Montréal studio
Colette Hébert doesn't apply paint. She pours it.
Oil, acrylic, latex, ink, gold leaf, and a few secret ingredients, all onto aluminum that won't absorb a thing. The substances repel one another. Materials that shouldn't work together, do, crackling into rich textures.
She works fast, with a spatula instead of a brush, and somewhere in the process a figure appears. She doesn't plan it.
She watches it arrive.
Born in Quebec, Hébert trained under Hungarian painter Laszlo Leslie Schalk, steeped in the Fauvist tradition of Matisse. It was Schalk who taught her lavis, the old French washed-ink technique that demands speed and intuition, no time to think, only to follow the ink as it spreads and make decisions before it settles.
The aluminum began as a practical choice. Hébert sourced recycled printing sheets from newspapers — lightweight enough to stack and carry as she traveled from Montreal to Spain to South America, before settling in New York in 1993. The material stayed.

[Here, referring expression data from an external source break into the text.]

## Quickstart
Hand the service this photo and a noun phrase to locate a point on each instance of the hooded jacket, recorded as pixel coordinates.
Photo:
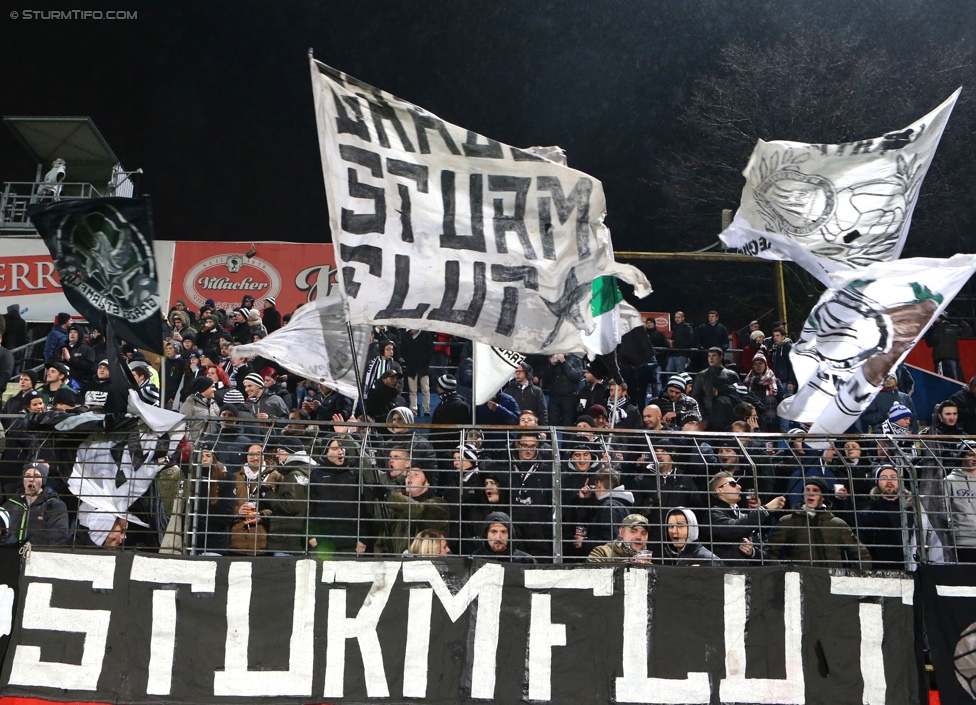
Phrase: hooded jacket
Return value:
(815, 537)
(15, 334)
(43, 523)
(511, 554)
(289, 505)
(961, 493)
(337, 518)
(691, 553)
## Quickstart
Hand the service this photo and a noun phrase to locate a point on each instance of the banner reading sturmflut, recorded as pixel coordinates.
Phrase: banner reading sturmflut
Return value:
(103, 251)
(863, 326)
(443, 229)
(832, 207)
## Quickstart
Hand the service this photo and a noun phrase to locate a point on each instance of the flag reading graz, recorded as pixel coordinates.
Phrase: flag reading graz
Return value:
(102, 250)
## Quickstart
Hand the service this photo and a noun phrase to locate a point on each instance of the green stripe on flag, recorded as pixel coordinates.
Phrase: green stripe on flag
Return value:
(606, 295)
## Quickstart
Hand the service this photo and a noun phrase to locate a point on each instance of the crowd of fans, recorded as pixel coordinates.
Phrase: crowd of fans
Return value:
(274, 464)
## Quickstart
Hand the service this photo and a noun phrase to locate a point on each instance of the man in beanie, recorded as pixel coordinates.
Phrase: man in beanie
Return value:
(272, 317)
(674, 403)
(259, 402)
(55, 377)
(812, 535)
(629, 546)
(200, 406)
(289, 502)
(887, 523)
(593, 391)
(57, 338)
(18, 402)
(453, 409)
(96, 392)
(874, 417)
(36, 516)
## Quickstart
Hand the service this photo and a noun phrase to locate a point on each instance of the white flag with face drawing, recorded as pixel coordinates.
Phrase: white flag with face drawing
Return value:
(862, 327)
(833, 207)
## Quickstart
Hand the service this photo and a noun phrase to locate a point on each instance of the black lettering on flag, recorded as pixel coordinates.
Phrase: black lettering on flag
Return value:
(529, 277)
(347, 125)
(401, 287)
(369, 255)
(425, 121)
(381, 110)
(361, 223)
(417, 173)
(452, 284)
(473, 148)
(579, 198)
(515, 223)
(449, 238)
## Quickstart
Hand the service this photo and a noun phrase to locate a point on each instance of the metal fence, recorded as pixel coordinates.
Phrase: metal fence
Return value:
(245, 487)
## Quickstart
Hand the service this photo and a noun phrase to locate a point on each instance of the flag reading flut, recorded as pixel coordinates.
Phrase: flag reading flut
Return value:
(443, 229)
(834, 207)
(103, 252)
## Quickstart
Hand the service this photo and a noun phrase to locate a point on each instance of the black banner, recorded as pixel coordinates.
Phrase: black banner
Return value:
(103, 251)
(948, 596)
(9, 593)
(151, 629)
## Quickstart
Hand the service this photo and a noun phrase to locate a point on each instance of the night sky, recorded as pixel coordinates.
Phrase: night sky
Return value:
(213, 100)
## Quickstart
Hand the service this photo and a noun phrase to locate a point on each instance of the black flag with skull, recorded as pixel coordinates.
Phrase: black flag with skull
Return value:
(103, 252)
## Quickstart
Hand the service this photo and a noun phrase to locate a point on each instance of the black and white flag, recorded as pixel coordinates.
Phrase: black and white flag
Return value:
(862, 327)
(440, 228)
(833, 207)
(103, 252)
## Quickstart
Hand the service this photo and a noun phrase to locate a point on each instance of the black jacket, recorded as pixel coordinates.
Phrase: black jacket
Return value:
(44, 523)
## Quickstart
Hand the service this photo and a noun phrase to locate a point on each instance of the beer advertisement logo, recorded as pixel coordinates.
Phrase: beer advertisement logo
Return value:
(228, 278)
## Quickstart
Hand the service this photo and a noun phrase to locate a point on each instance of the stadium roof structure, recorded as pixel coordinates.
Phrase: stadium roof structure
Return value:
(74, 139)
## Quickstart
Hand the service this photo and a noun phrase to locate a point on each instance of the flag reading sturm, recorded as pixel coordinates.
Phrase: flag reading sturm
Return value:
(103, 252)
(862, 327)
(833, 207)
(443, 229)
(315, 345)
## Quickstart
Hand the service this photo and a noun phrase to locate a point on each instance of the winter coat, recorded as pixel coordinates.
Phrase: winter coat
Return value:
(530, 397)
(817, 538)
(408, 516)
(289, 505)
(961, 493)
(416, 353)
(614, 552)
(562, 378)
(691, 553)
(336, 514)
(511, 553)
(885, 526)
(15, 334)
(43, 523)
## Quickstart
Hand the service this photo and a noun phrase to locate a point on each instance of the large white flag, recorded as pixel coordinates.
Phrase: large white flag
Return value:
(443, 229)
(315, 345)
(493, 368)
(862, 327)
(832, 207)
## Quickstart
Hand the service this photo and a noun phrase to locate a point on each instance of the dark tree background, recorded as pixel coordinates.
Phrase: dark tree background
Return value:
(835, 80)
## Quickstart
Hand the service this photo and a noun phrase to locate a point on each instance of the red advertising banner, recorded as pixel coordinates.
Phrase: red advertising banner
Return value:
(293, 274)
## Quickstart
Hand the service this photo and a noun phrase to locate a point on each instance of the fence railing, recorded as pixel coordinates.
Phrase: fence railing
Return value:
(242, 487)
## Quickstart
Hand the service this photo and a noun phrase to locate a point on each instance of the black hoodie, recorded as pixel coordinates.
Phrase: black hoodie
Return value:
(511, 554)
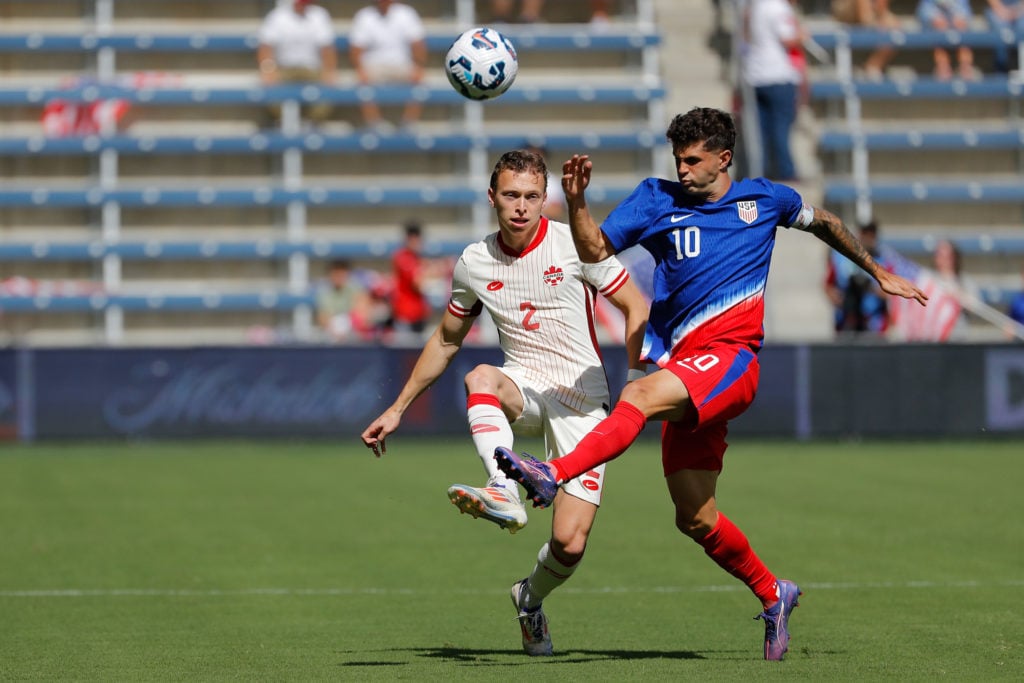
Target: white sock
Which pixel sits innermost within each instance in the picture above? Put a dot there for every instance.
(548, 574)
(489, 429)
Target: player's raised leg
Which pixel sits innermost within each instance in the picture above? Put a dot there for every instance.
(498, 501)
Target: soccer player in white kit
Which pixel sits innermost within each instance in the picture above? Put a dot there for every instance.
(542, 299)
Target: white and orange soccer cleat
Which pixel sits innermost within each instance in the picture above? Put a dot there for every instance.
(498, 502)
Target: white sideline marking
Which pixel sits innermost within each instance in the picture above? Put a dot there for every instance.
(316, 592)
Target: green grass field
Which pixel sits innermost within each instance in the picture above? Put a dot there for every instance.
(315, 561)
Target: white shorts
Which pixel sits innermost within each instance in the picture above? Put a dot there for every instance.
(561, 427)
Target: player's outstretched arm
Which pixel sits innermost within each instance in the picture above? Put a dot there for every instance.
(434, 359)
(827, 227)
(589, 240)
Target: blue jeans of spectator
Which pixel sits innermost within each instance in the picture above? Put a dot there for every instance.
(1000, 54)
(776, 113)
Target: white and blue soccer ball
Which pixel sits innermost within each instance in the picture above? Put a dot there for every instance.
(481, 63)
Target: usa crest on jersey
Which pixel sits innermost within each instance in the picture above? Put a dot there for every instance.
(748, 211)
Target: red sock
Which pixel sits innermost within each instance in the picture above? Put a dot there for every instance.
(729, 547)
(606, 441)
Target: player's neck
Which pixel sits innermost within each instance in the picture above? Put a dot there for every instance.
(719, 188)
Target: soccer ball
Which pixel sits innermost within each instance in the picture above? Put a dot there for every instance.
(481, 63)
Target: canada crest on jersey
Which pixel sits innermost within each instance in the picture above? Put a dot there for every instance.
(553, 275)
(748, 211)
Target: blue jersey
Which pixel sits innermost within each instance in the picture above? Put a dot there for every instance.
(711, 257)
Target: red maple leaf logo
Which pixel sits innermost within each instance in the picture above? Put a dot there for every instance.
(553, 275)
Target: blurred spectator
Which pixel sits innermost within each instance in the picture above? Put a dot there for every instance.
(869, 14)
(1016, 310)
(858, 305)
(1005, 15)
(948, 270)
(798, 57)
(410, 307)
(946, 15)
(529, 11)
(344, 307)
(64, 118)
(772, 30)
(296, 45)
(388, 45)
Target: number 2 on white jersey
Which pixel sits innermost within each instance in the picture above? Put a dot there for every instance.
(687, 244)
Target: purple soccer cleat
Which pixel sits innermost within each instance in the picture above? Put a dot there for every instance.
(536, 477)
(777, 620)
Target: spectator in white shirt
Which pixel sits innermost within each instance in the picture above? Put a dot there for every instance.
(297, 45)
(387, 44)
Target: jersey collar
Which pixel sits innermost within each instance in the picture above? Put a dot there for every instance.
(542, 230)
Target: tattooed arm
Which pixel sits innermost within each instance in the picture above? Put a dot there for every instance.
(827, 227)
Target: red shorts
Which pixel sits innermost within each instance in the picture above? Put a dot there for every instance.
(722, 381)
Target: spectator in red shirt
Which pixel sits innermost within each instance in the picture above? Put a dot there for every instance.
(410, 308)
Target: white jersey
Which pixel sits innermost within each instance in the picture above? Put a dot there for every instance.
(542, 302)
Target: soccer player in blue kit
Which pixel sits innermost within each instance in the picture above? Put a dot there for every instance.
(712, 240)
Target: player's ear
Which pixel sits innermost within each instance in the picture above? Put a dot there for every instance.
(724, 159)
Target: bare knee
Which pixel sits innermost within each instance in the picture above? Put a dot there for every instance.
(482, 379)
(568, 548)
(695, 524)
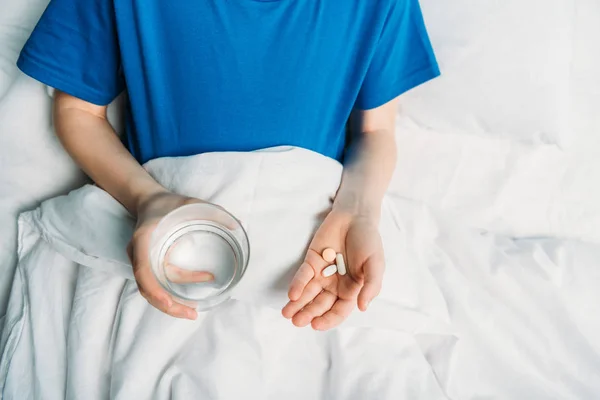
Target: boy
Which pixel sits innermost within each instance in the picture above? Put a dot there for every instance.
(239, 75)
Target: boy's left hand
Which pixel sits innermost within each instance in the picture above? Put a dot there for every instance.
(326, 302)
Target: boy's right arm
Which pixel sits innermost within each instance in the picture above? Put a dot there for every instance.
(88, 137)
(86, 134)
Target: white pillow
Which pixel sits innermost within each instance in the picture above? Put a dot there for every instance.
(17, 19)
(505, 69)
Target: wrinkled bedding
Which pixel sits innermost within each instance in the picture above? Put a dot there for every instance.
(463, 314)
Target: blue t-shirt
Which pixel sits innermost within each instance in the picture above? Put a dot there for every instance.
(232, 75)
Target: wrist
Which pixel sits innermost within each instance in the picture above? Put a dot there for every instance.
(144, 194)
(358, 206)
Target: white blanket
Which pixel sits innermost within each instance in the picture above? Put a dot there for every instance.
(463, 314)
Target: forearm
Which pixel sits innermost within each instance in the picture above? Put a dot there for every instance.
(89, 138)
(368, 169)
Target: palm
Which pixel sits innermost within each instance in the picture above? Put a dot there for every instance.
(326, 302)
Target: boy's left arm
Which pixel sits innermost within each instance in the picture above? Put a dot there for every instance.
(351, 228)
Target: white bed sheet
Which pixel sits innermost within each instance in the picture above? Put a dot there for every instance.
(464, 314)
(524, 308)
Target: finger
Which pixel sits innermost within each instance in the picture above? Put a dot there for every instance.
(332, 318)
(373, 273)
(322, 303)
(176, 310)
(151, 289)
(310, 292)
(182, 276)
(304, 274)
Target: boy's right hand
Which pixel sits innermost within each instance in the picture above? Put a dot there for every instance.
(150, 211)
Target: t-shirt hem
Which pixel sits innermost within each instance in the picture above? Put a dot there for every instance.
(46, 75)
(416, 79)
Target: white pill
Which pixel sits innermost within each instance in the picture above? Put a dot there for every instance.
(341, 265)
(329, 271)
(329, 255)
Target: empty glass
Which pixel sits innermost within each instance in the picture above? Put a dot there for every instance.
(196, 238)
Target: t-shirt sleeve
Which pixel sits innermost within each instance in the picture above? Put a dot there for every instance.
(403, 57)
(74, 48)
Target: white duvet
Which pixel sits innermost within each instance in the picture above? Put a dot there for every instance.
(463, 314)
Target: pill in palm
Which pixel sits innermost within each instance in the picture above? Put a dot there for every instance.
(340, 263)
(329, 255)
(329, 271)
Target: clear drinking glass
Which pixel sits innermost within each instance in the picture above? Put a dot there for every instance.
(199, 237)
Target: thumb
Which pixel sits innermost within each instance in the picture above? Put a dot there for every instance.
(373, 276)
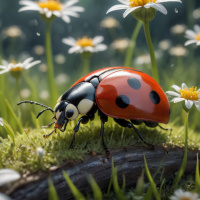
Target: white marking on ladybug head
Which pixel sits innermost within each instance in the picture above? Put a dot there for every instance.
(58, 113)
(59, 99)
(85, 106)
(71, 112)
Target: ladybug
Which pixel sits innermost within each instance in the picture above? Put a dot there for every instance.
(129, 96)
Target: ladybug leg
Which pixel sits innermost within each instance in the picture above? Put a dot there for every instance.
(166, 129)
(104, 118)
(48, 125)
(83, 120)
(124, 123)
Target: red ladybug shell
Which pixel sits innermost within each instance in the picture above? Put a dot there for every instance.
(130, 94)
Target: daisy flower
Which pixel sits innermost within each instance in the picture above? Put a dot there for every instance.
(85, 44)
(193, 36)
(189, 95)
(181, 194)
(53, 8)
(132, 5)
(14, 67)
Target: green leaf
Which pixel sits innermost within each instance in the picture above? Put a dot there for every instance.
(8, 128)
(152, 183)
(140, 186)
(52, 191)
(119, 192)
(95, 188)
(13, 115)
(77, 195)
(197, 178)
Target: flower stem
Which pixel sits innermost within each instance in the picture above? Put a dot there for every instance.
(184, 162)
(52, 86)
(18, 87)
(151, 51)
(86, 62)
(129, 52)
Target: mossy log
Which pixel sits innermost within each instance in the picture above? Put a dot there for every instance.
(130, 162)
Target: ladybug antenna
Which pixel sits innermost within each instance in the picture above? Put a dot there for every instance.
(33, 102)
(44, 111)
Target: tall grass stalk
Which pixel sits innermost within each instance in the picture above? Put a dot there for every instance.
(184, 161)
(151, 51)
(131, 47)
(50, 71)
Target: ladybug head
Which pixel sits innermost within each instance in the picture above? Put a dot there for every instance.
(64, 112)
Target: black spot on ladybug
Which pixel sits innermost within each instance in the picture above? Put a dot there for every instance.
(155, 98)
(134, 83)
(122, 101)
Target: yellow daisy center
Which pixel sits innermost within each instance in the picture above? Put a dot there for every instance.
(197, 37)
(51, 5)
(85, 42)
(190, 93)
(135, 3)
(185, 198)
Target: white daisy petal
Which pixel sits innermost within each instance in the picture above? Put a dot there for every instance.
(77, 9)
(190, 42)
(97, 40)
(28, 3)
(48, 14)
(28, 8)
(176, 87)
(177, 99)
(28, 60)
(197, 29)
(188, 104)
(32, 64)
(129, 10)
(70, 3)
(125, 2)
(66, 19)
(117, 7)
(69, 41)
(183, 86)
(197, 104)
(4, 71)
(171, 93)
(2, 67)
(191, 34)
(158, 7)
(74, 49)
(90, 49)
(100, 47)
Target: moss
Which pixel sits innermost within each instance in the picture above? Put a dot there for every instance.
(23, 155)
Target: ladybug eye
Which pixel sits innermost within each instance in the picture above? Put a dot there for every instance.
(58, 113)
(71, 112)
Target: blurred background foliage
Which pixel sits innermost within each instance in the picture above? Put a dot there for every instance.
(175, 65)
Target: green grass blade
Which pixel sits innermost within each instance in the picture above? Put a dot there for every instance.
(119, 192)
(77, 195)
(140, 186)
(8, 129)
(152, 184)
(95, 188)
(197, 178)
(13, 115)
(52, 191)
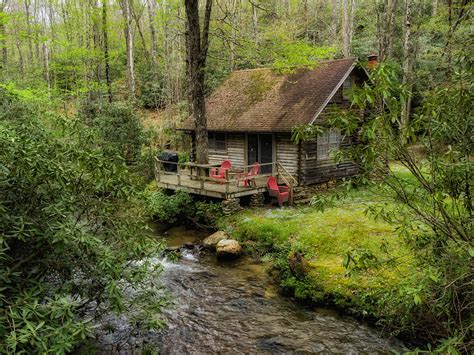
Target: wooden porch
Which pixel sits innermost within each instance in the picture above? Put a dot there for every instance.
(194, 178)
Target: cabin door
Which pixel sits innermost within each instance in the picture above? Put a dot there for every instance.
(260, 149)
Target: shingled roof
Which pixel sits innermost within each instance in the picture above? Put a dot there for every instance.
(260, 100)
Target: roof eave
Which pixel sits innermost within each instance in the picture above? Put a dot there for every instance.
(334, 91)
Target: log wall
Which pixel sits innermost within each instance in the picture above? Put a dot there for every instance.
(235, 151)
(287, 153)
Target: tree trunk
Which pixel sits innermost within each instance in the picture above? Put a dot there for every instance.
(46, 66)
(407, 68)
(137, 18)
(434, 8)
(125, 4)
(255, 23)
(3, 41)
(28, 31)
(151, 18)
(351, 24)
(197, 46)
(346, 29)
(385, 29)
(335, 8)
(106, 49)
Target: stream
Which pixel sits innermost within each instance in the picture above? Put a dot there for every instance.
(235, 307)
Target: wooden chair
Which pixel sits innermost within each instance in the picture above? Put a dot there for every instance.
(249, 177)
(282, 193)
(219, 173)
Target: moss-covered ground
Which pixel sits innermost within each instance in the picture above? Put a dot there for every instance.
(309, 251)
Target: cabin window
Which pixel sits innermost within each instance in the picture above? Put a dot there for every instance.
(346, 88)
(327, 141)
(217, 141)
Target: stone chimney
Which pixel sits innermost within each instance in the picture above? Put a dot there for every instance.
(373, 61)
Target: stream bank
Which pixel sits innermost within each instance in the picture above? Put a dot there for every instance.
(236, 307)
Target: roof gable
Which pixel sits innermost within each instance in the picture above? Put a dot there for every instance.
(259, 100)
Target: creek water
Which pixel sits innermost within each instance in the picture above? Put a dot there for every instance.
(235, 307)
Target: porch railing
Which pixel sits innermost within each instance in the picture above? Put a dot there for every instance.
(201, 173)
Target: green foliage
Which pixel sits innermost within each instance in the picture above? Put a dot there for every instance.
(119, 129)
(434, 194)
(168, 208)
(298, 54)
(181, 206)
(71, 225)
(376, 287)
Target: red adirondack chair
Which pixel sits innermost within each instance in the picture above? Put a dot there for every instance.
(219, 173)
(249, 177)
(280, 192)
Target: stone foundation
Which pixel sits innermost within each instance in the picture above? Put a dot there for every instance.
(231, 206)
(257, 200)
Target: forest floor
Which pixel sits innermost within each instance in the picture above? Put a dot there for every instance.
(310, 250)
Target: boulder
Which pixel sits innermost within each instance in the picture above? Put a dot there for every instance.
(298, 264)
(213, 239)
(228, 249)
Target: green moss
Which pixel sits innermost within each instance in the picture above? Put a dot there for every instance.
(325, 238)
(260, 83)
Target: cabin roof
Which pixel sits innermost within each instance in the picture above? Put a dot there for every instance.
(260, 100)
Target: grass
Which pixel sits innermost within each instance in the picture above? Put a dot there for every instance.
(324, 239)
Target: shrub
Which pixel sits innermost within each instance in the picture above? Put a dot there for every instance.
(71, 223)
(117, 126)
(179, 206)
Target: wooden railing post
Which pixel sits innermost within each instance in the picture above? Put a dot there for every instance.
(227, 181)
(157, 169)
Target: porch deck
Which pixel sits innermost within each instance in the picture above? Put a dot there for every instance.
(188, 178)
(210, 188)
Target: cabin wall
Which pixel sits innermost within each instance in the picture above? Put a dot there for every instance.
(235, 151)
(316, 171)
(287, 153)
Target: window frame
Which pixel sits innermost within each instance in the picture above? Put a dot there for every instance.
(347, 86)
(328, 141)
(213, 142)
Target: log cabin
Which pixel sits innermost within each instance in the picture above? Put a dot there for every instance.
(251, 115)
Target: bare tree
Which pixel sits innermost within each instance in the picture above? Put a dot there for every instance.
(27, 4)
(335, 8)
(407, 65)
(385, 28)
(151, 18)
(348, 7)
(197, 46)
(125, 4)
(106, 50)
(3, 41)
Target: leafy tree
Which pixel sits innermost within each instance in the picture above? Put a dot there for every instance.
(118, 127)
(434, 199)
(72, 230)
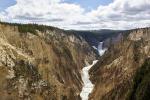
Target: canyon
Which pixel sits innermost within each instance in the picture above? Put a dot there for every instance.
(39, 62)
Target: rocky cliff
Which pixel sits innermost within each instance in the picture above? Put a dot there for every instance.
(114, 74)
(41, 63)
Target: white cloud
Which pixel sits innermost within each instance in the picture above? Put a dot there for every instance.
(120, 14)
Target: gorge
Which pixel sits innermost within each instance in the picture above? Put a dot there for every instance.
(39, 62)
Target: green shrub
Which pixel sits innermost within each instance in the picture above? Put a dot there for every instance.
(141, 85)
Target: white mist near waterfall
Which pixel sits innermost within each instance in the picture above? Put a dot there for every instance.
(100, 49)
(88, 86)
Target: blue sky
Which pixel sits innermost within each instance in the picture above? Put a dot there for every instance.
(6, 3)
(89, 4)
(78, 14)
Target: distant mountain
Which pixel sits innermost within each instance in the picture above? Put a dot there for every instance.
(93, 37)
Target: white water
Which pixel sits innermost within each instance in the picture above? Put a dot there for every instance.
(88, 86)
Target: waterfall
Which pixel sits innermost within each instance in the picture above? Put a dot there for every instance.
(87, 84)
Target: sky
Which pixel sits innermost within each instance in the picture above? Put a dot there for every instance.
(78, 14)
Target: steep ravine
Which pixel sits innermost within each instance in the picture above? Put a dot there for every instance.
(113, 75)
(87, 84)
(41, 62)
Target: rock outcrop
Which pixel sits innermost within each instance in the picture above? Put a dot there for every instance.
(113, 75)
(41, 63)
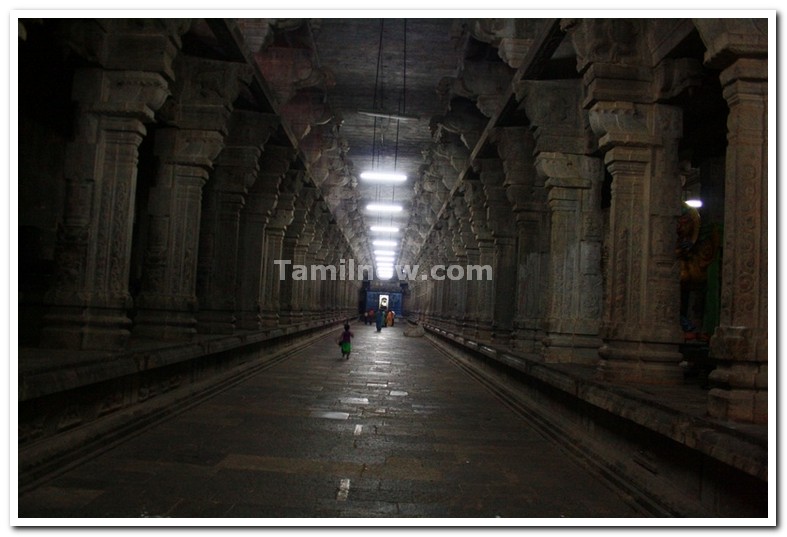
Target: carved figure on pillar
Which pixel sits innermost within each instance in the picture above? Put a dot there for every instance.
(199, 112)
(88, 305)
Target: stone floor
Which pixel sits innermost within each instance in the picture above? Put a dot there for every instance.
(395, 431)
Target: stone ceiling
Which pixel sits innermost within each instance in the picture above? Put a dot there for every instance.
(446, 76)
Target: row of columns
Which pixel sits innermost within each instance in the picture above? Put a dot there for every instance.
(571, 287)
(222, 207)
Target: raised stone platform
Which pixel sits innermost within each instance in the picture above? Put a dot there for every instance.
(656, 440)
(73, 403)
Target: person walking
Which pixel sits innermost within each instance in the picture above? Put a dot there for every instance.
(345, 342)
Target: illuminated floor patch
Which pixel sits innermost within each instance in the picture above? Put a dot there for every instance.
(329, 415)
(344, 490)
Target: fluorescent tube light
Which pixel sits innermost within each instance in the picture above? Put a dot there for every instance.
(384, 176)
(383, 208)
(388, 115)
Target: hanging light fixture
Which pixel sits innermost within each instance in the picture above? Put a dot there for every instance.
(384, 208)
(383, 176)
(385, 229)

A breakthrough show at Gallery 54 in New York led to Passions Gallery, where she spent 20 summers exhibiting in Provincetown and became their longest-exhibiting artist. Her work is in the permanent collection of the Montreal Museum of Fine Arts. Collectors followed her from Provincetown to Key West to Miami.
Gallery 54 Soho
Then she stopped painting entirely.
She took up the Argentine tango, and in 2003 she and her partner became U.S. Tango Champions, performing in Tokyo and Buenos Aires.
For Hébert, tango was the same creative release. A blank canvas, freedom to express through movement. Painting with her feet.
Decades later, a birthday request from her partner put the spatula back in her hand.
Mexico City
Her subject has been primarily the female figure, but never in full detail. A few strokes conjure a torso, the sweep of an arm, the thrust of a hip. The figures are not posed — they are mid-reverie, half-delivered by the incompatible materials that simultaneously reveal and conceal them.